Si spera, così, di intimorire l'amministratore affinchè giunga ad una transazione magari per qualche migliaia di euro che copra le spese legali e quelle della curatela. Se, invece, non si giunge ad una transazione e l'amministratore (nella maggior parte dei casi) non ha “beni da aggredire”, il giudizio si conclude in ogni caso con spese legali a carico del fallimento sia se quest'ultimo risulti vittorioso nella causa, sia se perdente.

Non voglio così scoraggiare i curatori a promuovere azioni di responsabilità, né tantomeno ad evitare di richiedere eventuali provvedimenti cautelari conservativi, ma voglio far presente, nella “rotta” della sentenza che si commenta, che il buon curatore deve provare la domanda. Ciò vuol dire che la richiesta azione di responsabilità dell'amministratore deve fondarsi su elementi di prova risultanti dalle scritture contabili, nonché dal comportamento complessivo della gestione della società.

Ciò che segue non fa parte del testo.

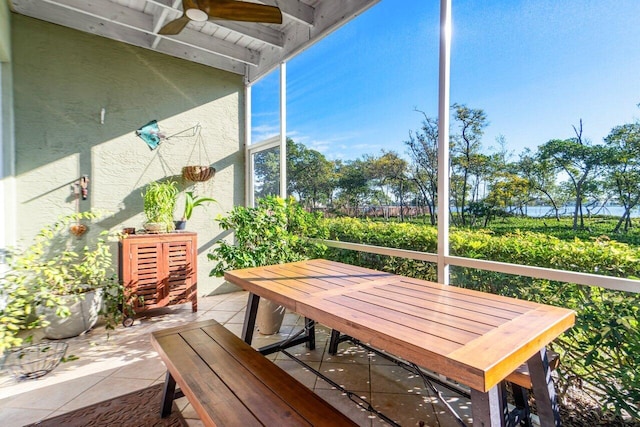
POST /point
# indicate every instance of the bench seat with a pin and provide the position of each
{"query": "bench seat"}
(229, 383)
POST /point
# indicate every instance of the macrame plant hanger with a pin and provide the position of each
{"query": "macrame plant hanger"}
(202, 171)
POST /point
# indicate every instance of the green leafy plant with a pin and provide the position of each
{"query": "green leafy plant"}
(191, 202)
(275, 232)
(160, 201)
(56, 264)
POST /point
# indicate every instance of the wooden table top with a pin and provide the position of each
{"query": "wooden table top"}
(472, 337)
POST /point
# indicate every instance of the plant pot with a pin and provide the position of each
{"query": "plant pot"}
(155, 227)
(198, 173)
(269, 317)
(78, 229)
(84, 315)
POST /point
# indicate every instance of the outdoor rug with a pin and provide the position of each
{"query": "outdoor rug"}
(138, 409)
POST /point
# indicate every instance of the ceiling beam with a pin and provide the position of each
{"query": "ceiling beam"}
(329, 16)
(294, 9)
(131, 19)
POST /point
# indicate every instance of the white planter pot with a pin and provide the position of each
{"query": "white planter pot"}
(84, 315)
(269, 317)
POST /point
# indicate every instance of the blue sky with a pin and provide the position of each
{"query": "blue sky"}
(535, 67)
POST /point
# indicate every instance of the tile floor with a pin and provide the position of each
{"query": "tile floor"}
(122, 361)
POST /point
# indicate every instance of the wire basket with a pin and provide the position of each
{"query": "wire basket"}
(34, 361)
(198, 173)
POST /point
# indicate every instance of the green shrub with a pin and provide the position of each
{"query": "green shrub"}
(56, 263)
(272, 233)
(601, 352)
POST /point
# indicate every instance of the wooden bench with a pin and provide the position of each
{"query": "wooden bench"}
(229, 383)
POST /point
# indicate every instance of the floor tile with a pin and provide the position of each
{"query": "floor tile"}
(18, 417)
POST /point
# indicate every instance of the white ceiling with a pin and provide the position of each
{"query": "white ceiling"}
(244, 48)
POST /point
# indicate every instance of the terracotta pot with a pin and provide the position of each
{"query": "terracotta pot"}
(198, 173)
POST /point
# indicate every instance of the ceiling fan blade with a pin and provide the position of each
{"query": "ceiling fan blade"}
(233, 10)
(174, 27)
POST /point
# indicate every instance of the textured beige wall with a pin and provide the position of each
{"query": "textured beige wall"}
(63, 78)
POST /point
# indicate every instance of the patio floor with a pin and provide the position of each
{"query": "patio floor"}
(124, 361)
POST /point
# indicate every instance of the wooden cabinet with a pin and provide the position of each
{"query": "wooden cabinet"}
(160, 269)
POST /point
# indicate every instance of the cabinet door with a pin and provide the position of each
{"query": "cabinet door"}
(147, 275)
(159, 271)
(179, 271)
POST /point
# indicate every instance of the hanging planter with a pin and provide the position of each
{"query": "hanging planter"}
(198, 173)
(78, 229)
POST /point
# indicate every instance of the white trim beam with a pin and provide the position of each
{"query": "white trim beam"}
(444, 79)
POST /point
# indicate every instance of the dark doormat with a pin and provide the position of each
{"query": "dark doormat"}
(138, 409)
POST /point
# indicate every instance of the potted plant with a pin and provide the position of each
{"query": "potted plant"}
(190, 202)
(159, 203)
(60, 282)
(272, 233)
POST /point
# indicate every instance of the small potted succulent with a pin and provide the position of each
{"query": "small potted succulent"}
(191, 201)
(159, 203)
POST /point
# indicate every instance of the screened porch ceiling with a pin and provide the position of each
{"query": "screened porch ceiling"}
(250, 49)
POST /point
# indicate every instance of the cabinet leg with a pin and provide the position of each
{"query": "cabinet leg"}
(167, 395)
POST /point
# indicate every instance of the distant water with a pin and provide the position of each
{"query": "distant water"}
(616, 211)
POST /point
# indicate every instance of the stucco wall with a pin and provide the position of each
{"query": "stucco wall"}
(62, 80)
(5, 42)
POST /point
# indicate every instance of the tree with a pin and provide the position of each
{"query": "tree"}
(541, 177)
(389, 172)
(309, 175)
(353, 185)
(623, 172)
(466, 160)
(267, 173)
(423, 149)
(580, 161)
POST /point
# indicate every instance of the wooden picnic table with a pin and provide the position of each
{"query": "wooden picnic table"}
(471, 337)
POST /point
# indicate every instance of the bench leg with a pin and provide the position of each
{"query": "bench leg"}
(334, 341)
(167, 395)
(521, 399)
(544, 389)
(310, 332)
(490, 409)
(250, 318)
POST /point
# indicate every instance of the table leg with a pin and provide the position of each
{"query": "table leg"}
(490, 409)
(250, 318)
(544, 389)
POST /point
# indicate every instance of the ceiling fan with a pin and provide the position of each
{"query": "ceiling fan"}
(232, 10)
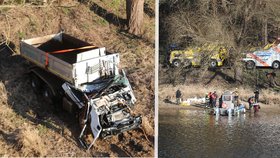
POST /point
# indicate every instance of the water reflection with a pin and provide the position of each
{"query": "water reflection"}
(195, 133)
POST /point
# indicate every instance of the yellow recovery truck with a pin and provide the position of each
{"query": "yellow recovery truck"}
(193, 56)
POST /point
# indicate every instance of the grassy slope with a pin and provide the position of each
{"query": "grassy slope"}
(28, 126)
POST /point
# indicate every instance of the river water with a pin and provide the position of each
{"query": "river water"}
(195, 133)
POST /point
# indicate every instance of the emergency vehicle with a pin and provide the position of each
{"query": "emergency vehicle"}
(269, 58)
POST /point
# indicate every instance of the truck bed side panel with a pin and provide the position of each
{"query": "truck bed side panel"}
(38, 57)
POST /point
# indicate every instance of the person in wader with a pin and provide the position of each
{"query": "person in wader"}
(214, 99)
(210, 99)
(257, 93)
(251, 101)
(178, 96)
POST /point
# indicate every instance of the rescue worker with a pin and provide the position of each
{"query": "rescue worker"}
(236, 97)
(214, 99)
(257, 93)
(210, 99)
(221, 101)
(178, 96)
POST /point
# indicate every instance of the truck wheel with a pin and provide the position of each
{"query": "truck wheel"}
(176, 63)
(250, 64)
(187, 63)
(36, 84)
(213, 64)
(48, 95)
(276, 65)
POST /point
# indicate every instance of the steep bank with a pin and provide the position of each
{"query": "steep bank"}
(29, 127)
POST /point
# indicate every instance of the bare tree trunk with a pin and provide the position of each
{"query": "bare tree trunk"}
(135, 12)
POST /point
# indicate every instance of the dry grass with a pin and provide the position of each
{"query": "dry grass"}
(29, 140)
(21, 109)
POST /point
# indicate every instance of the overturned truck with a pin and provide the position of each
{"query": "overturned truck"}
(84, 79)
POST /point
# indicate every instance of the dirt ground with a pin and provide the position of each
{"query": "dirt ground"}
(30, 127)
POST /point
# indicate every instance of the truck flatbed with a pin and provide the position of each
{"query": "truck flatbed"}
(69, 58)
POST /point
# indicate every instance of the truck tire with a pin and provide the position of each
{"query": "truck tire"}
(276, 65)
(48, 95)
(250, 64)
(36, 84)
(213, 63)
(176, 63)
(187, 63)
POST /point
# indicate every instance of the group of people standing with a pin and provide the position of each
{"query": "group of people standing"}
(212, 96)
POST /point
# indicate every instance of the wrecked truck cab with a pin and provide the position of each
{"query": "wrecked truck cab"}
(86, 79)
(107, 107)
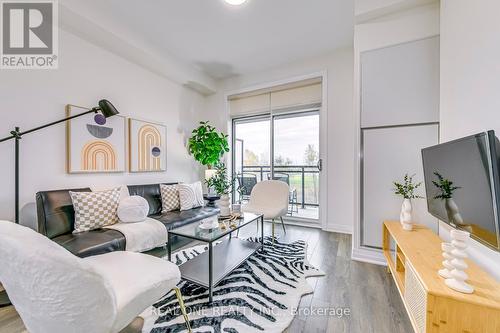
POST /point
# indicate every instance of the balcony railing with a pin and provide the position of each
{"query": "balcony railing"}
(302, 178)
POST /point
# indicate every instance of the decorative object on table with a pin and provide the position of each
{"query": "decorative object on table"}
(190, 196)
(169, 198)
(94, 210)
(211, 198)
(236, 208)
(407, 191)
(94, 143)
(279, 286)
(448, 257)
(209, 223)
(446, 190)
(223, 186)
(458, 278)
(133, 209)
(147, 146)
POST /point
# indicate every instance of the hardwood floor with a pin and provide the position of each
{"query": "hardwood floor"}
(367, 292)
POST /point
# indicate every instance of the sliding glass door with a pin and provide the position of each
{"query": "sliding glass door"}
(283, 147)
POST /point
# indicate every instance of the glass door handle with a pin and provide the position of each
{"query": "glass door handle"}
(320, 164)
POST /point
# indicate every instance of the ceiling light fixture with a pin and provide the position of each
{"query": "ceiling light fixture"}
(235, 2)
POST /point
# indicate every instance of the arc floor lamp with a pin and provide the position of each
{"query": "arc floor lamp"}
(104, 106)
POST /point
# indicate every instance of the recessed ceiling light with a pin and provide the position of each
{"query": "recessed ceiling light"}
(235, 2)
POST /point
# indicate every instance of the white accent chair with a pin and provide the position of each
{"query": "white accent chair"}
(270, 198)
(55, 291)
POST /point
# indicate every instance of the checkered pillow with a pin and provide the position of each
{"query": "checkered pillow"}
(190, 195)
(94, 210)
(169, 198)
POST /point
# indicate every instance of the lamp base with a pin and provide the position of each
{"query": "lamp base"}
(4, 299)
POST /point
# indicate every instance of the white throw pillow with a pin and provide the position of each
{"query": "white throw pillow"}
(94, 210)
(169, 198)
(133, 209)
(190, 195)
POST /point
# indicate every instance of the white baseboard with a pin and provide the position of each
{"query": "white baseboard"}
(339, 228)
(372, 256)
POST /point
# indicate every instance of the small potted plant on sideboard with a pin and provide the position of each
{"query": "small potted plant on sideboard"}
(407, 189)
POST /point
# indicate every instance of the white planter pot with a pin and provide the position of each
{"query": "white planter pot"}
(405, 217)
(224, 205)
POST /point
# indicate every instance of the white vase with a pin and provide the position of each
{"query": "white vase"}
(405, 216)
(458, 279)
(224, 205)
(448, 257)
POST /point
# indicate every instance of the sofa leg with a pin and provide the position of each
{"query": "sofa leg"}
(183, 307)
(273, 231)
(283, 224)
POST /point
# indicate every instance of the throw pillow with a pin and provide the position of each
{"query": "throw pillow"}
(93, 210)
(190, 195)
(169, 198)
(133, 209)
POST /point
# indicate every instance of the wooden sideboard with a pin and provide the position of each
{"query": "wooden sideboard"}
(414, 258)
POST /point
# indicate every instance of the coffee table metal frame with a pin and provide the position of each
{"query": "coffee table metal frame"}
(230, 254)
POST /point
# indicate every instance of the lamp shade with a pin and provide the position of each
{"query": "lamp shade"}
(107, 109)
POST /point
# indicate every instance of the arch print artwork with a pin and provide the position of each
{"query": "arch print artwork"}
(95, 144)
(147, 146)
(98, 155)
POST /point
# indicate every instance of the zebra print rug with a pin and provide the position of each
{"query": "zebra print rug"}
(261, 295)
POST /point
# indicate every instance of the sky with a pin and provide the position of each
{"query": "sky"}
(292, 135)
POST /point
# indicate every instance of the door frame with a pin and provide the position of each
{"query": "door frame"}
(323, 137)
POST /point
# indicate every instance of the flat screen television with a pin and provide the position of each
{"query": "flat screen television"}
(462, 185)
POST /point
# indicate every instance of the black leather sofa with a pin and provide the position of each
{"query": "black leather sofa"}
(56, 218)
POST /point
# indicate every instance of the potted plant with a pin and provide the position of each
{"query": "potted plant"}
(223, 186)
(207, 145)
(407, 189)
(446, 190)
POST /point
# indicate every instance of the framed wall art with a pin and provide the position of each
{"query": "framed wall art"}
(147, 146)
(95, 144)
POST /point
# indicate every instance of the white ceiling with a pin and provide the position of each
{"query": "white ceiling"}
(224, 40)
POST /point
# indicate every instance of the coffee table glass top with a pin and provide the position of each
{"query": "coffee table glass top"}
(194, 231)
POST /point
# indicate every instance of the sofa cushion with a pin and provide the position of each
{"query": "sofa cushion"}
(93, 242)
(150, 192)
(56, 215)
(176, 219)
(94, 210)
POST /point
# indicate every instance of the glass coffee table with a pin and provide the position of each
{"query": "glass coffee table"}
(210, 267)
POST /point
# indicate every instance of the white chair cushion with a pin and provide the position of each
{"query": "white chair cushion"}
(270, 198)
(190, 195)
(137, 279)
(133, 209)
(53, 290)
(269, 212)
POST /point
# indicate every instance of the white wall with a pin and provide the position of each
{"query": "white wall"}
(403, 26)
(470, 83)
(86, 74)
(340, 135)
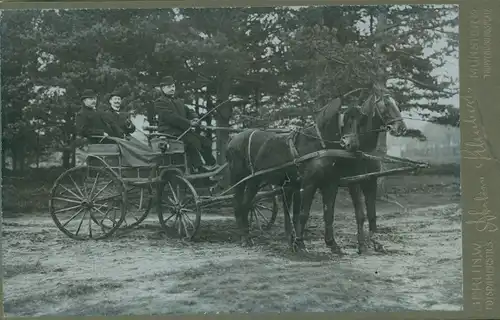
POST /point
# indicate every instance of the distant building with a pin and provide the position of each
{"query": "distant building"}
(442, 145)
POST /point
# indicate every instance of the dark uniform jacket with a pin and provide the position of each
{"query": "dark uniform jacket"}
(94, 123)
(173, 116)
(123, 122)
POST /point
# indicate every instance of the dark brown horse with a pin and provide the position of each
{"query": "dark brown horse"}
(254, 150)
(380, 113)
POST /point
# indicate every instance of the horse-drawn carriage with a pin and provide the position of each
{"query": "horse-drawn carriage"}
(107, 193)
(110, 195)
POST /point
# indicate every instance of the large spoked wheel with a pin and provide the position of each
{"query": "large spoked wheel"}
(263, 213)
(178, 207)
(88, 202)
(139, 203)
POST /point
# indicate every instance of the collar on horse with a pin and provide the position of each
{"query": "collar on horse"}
(292, 137)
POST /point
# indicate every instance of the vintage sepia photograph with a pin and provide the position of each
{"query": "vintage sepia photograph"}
(231, 160)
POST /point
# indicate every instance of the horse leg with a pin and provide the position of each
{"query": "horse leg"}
(369, 188)
(355, 193)
(238, 205)
(287, 202)
(249, 196)
(329, 195)
(301, 215)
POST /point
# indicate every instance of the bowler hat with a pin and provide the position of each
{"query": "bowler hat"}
(167, 81)
(88, 94)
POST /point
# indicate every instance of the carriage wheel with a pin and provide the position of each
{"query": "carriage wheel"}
(263, 213)
(179, 207)
(88, 202)
(139, 202)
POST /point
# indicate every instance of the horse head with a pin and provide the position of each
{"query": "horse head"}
(382, 112)
(352, 118)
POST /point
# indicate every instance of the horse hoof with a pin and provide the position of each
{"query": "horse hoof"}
(378, 247)
(246, 243)
(337, 251)
(362, 249)
(298, 246)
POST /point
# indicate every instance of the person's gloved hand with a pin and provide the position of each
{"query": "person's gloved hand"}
(195, 122)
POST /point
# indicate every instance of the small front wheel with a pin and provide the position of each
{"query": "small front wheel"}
(88, 202)
(263, 213)
(178, 207)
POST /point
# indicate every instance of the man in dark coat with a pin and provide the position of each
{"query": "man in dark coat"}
(120, 118)
(92, 122)
(175, 118)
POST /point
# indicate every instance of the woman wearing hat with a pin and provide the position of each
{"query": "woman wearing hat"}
(120, 118)
(92, 122)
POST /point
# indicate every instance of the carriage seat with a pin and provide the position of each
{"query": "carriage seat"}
(103, 150)
(167, 145)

Per quanto riguarda il Giudice, anche alla luce della introduzione delle norme che consentono ai soci delle Srl di verificare in qualsiasi momento lo svolgimento e l'andamento delle società, significando così un maggiore e continuo “interessamento” dell'attività d'impresa, il ricorrere alle presunzioni per l'accertamento delle responsabilità in mancanza di prove da parte della curatela comporta buon senso, capacità e serenità d'animo dello stesso giudice. E' il caso, poi, di chiarire che il giudicante deve accertare il nesso tra la responsabilità ed il danno scaturente, e che le scelte gestionali non sono sindacabili se estrapolate dal contesto in cui sono sorte e se non sono “enormemente dannose “ o irragionevoli.